Double taxation occurs as corporates are the separate and legal entities distinct from their shareholders, so corporates pay taxes on annual earnings like the individuals also when the shareholders receive dividend, those dividend is attached with income-tax liability for the shareholders even though the cash which was paid as dividend was taxed earlier in the corporate taxation structure. The same amount of tax is implied on both the corporate level employees and their respective shareholders as their amount of income is the same.
5. What are the benefits of studying business management from a career point of view?
A business management degree is a popular choice among ambitious entrepreneurs and company leaders. It gives you the academic knowledge and skills you'll need to explore international career opportunities, as well as a broad knowledge of business and specialized areas such as finance and human resources. If you're still not convinced that a business management degree is right for you, consider the following five reasons.
1. Enhance essential management abilities
Some of the most enticing aspects of obtaining a business management degree are the fundamental management skills that will enable you to be a big contribution to any corporation. There are hence many enticing advantages of obtaining a business management degree are the fundamental management skills that will enable you to be a big contribution to any corporation.
2. Recruitability
You will be able to define the trajectory of your career as you advance through your business management degree by selecting a speciality area of business that interests you, such as entrepreneurship or human resource management. Business management graduates can find work in a variety of fields.

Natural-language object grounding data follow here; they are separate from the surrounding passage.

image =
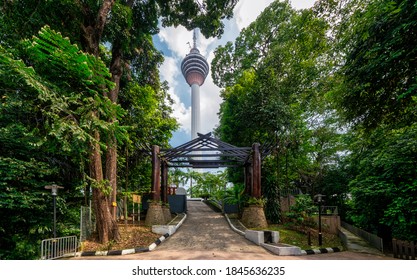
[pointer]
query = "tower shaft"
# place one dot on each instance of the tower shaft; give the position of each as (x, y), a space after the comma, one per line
(195, 110)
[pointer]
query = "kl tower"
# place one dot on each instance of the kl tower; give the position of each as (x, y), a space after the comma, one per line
(195, 69)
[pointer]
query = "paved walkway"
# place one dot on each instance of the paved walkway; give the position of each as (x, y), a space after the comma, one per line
(206, 235)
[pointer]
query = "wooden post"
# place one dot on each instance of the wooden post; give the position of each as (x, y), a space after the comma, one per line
(164, 182)
(256, 171)
(156, 174)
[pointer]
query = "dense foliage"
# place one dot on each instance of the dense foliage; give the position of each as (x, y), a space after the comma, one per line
(335, 88)
(80, 103)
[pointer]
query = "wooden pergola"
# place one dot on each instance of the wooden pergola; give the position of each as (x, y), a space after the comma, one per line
(207, 152)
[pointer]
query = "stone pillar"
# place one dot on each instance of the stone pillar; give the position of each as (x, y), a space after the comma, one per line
(156, 174)
(256, 171)
(164, 182)
(155, 214)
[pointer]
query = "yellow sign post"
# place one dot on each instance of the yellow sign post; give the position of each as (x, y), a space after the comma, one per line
(138, 200)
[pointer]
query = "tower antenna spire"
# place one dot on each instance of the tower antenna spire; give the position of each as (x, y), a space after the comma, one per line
(195, 38)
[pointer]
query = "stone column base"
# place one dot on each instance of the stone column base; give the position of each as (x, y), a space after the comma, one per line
(167, 213)
(254, 217)
(155, 215)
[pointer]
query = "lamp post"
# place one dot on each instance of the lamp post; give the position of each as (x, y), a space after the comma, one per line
(319, 198)
(54, 191)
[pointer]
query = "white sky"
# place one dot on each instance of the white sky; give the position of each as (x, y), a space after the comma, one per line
(174, 45)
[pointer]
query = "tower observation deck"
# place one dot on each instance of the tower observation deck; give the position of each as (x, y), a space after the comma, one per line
(195, 69)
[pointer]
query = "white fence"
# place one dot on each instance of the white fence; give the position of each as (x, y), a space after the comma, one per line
(54, 248)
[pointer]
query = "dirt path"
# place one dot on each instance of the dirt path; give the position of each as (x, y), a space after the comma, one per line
(206, 235)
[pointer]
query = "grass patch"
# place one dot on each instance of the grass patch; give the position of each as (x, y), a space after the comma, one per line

3. An introduction to the world of business
A business management degree will help you develop in-depth knowledge and comprehension of the key principles of business and management; it's also an excellent way to get started in the business sector if you haven't done so before. It provides critical market knowledge, such as market trends and industry reports, and encourages you to adapt theoretical concepts to real-world business settings, which will help you get a head start on your profession once you finish your studies.
4. Take charge of your own destiny
After graduating, you will not have many job opportunities, but you will also have all of the required elements to launch your own company; all you require is a business strategy to get established.
5. Study a variety of subjects.
A business management degree is a fantastic alternative if you're not sure what you want to do with your future profession or simply want to broaden your knowledge.
6. Define business organisation meaning.
A business organisation refers to a group of individuals who come together to carry out economic activities to achieve common goals. It involves managing resources, personnel, and activities to generate profit and sustain operations.
7. Explain the meaning and importance of business organisation.
The meaning of business organisation is the arrangement where individuals work together towards achieving mutual goals. The importance of business organisation lies in its role in streamlining resources, improving efficiency, and contributing to economic development and employment.
8. What are the Forms of business organisation class 11.
The forms of business organisation class 11 typically include sole proprietorship, partnership, joint Hindu family business, cooperative society, and company. These forms are the basic structures under which businesses can operate.
9. Does Vedantu have Forms of Business Organisation class 11 notes?
Yes, Vedantu’s forms of business organisation class 11 notes help students understand the different business structures, their characteristics, advantages, and disadvantages. These notes typically explain each type of business organisation in detail.
10. What are the types of business Organisations?
The types of business organisation are the various structures that businesses can adopt, such as sole proprietorship, partnership, joint stock company, cooperative society, and limited liability partnerships, each suited to different business needs and goals.